Several previous studies have shown that MHB have fungus specificity (Duponnois et al. 1993; Dunstan et al. 1998). In our experiment, the strain EJP73 was found to significantly enhance L. bicolor mycorrhiza formation, illustrating the lack of fungal specificity of this strain. The lack of specificity observed supports previous work where P. monteilii HR13 enhanced mycorrhiza formation for Pisolithus and Scleroderma strains (Duponnois and Plenchette 2003). Interestingly though, EJP73 is a Paenibacillus sp. showing that Gram-positive and Gram-negative MHB can lack fungus specificity. In our work, enhanced mycorrhiza formation was also observed when EJP109, isolated from S. luteus mycorrhiza, was inoculated in the L. rufus experiment. However, EJP109 enhanced mycorrhiza formation by a Tomentella morphotype, an environmental strain present in the glasshouse, and not L. rufus itself. Duponnois et al. (1993) recorded a negative effect of MHB Pseudomonas sp. SBc5 and P. fluorescens BBc6 on a ‘contaminant’ white fungus in nursery experiments. Our results indicate that in a non-sterile environment containing complex ectomycorrhizal communities, the presence of MHB with low specificity could have unpredictable consequences for the composition of ectomycorrhizal fungal communities colonising roots and plant growth.

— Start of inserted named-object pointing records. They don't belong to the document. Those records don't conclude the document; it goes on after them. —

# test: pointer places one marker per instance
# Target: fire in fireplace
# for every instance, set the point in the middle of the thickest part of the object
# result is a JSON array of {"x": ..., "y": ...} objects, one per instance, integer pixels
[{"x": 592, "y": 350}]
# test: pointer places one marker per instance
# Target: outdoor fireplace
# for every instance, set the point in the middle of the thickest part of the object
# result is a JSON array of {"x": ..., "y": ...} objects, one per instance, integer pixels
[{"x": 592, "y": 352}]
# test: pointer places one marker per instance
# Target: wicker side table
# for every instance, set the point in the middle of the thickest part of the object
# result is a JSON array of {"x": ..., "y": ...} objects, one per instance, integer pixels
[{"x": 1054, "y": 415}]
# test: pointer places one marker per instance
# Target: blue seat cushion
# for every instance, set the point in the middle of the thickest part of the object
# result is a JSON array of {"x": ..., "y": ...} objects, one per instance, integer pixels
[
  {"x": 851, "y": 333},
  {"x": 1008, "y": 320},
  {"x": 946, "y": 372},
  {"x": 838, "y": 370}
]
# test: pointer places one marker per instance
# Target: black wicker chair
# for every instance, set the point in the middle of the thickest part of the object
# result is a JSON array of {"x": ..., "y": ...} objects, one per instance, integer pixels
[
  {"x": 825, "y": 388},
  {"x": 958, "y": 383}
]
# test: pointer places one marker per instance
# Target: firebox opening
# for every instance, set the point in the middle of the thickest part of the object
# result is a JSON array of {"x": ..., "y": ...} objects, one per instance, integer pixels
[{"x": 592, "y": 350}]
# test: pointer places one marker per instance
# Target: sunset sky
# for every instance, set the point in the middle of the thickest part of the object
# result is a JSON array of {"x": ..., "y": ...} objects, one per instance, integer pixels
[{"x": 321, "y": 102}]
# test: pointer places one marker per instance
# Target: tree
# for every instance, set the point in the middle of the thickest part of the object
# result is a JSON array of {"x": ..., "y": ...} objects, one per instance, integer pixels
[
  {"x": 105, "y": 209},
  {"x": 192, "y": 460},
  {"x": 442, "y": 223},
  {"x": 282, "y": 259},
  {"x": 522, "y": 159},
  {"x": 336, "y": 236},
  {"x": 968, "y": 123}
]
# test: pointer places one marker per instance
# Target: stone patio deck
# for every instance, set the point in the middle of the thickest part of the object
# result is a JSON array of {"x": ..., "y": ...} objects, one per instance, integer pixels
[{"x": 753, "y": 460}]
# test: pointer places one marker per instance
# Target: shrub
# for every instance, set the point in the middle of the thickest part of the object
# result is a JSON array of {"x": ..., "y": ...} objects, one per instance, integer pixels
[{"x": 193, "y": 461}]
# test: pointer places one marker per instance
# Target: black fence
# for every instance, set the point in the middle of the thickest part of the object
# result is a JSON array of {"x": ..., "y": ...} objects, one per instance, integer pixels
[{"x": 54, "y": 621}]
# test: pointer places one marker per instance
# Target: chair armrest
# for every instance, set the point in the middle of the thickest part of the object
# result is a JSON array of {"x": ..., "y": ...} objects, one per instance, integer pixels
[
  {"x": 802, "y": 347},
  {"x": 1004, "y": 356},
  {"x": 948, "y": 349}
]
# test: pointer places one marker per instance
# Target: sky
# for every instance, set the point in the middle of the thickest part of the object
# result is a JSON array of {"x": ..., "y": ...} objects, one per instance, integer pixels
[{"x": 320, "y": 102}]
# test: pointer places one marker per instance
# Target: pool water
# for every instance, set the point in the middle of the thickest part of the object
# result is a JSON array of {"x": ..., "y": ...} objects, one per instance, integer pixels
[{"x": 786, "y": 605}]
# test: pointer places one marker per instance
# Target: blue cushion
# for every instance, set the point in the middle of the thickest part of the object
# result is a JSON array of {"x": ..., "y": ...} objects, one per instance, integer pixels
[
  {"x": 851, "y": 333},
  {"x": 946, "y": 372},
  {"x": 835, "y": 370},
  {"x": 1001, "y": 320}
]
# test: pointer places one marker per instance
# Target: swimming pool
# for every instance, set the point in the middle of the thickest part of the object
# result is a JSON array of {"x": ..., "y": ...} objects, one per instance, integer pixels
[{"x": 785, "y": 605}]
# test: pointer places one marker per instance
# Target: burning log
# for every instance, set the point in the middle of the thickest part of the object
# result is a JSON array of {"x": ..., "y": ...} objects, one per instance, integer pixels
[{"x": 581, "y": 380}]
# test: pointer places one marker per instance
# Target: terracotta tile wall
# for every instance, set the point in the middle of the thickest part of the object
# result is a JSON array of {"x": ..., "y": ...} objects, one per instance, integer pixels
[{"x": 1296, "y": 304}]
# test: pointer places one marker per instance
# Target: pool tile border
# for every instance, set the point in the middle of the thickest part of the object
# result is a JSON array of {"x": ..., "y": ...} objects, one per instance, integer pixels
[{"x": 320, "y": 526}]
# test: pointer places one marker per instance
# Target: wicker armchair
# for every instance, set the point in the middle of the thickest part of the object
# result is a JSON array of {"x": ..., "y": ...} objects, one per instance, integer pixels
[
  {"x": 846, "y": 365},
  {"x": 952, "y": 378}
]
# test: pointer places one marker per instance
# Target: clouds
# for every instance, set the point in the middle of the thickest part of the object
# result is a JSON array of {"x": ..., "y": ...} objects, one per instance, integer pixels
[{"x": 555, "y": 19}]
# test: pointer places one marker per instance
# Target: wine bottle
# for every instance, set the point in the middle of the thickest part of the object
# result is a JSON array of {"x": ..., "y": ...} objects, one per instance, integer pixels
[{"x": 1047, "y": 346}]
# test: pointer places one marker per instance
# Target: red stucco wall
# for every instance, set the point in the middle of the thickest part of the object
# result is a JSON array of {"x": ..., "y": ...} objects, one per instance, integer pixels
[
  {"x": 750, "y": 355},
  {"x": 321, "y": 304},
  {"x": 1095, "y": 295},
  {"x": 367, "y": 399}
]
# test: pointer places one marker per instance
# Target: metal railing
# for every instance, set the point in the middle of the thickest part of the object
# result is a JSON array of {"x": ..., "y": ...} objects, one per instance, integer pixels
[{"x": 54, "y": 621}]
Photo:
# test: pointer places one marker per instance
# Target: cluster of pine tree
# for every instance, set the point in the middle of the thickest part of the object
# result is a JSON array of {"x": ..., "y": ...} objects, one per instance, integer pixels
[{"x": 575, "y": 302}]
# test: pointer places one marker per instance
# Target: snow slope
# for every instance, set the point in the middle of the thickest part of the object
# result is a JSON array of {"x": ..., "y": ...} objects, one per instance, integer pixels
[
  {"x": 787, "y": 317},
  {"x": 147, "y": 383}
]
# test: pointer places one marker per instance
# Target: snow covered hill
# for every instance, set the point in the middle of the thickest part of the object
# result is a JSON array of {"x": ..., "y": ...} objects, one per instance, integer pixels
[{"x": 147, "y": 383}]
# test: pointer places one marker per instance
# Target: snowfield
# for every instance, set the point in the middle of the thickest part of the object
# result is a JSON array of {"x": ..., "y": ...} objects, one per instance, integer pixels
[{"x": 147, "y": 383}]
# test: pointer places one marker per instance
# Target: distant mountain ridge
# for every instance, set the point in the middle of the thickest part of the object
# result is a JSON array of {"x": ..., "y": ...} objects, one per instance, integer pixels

The morphology of mycorrhizal roots is known to be dramatically different from that of non-mycorrhizal roots (Linderman 1988). Both arbuscular mycorrhizal and ectomycorrhizal fungi have been shown to alter root architecture (Norman et al. 1996; Sen 2001). Ectomycorrhizal roots, particularly those of Pinus spp., are characterised by a lack of root hairs, thick mantle and extensive dichotomous branching of short roots. The ability of MHB to change the extent of dichotomous branching of roots has not been previously reported. Our observations on the L. rufus experiment indicate that the effects on mycorrhiza architecture were fungus-specific as only the strains EJP67 and EJP73, MHB isolated from the P. sylvestrisL. rufus symbiosis, changed the extent of dichotomous branching. Phytohormones, including auxins, cytokinin and ethylene have been implicated in producing morphological changes of roots during mycorrhiza formation (Slankis 1973; Kaska et al. 1999), including the formation of lateral roots and dichotomous branching of short roots (Barker and Tagu 2000). Although dichotomous short root branching can occur spontaneously in some Pinus sp. (Kaska et al. 1999), the regulation of auxin concentration and distribution in the mycorrhiza appears to be important for inducing changes to dichotomous branching of short roots (Gay et al. 1994). As many bacteria produce auxins (Costacurta and Vanderleyden 1995), this suggests a mechanism by which MHB could alter dichotomous short root branching. However, our data indicates that auxin is not involved in the induction of dichotomous short root branching by EJP73 and EJP67, suggesting an alternative mechanism was responsible.

To conclude, our work demonstrates that not all MHB–fungal interactions are specific when the helper effect is considered to be the enhancement of mycorrhiza formation. In which case, bacteria isolated from outside the mycorrhizosphere may have the ability to enhance mycorrhiza formation. However, we have found that with P. sylvestris, MHB can induce subtle changes in mycorrhiza architecture, particularly changes to dichotomous short root branching, which show fungus specificity. Therefore, MHB ‘helper effects’ should be clearly defined in future experiments as several parameters emerge to determine them. The non-specificity of MHB on mycorrhiza formation but specific effects on mycorrhiza architecture also suggests that different mechanisms operate for different MHB. Genomic approaches, which have recently been used to study specific genes involved in MHB interactions, could prove valuable in elucidating mechanisms by which different MHB operate (Schrey et al. 2005; Frey-Klett and Garbaye 2005).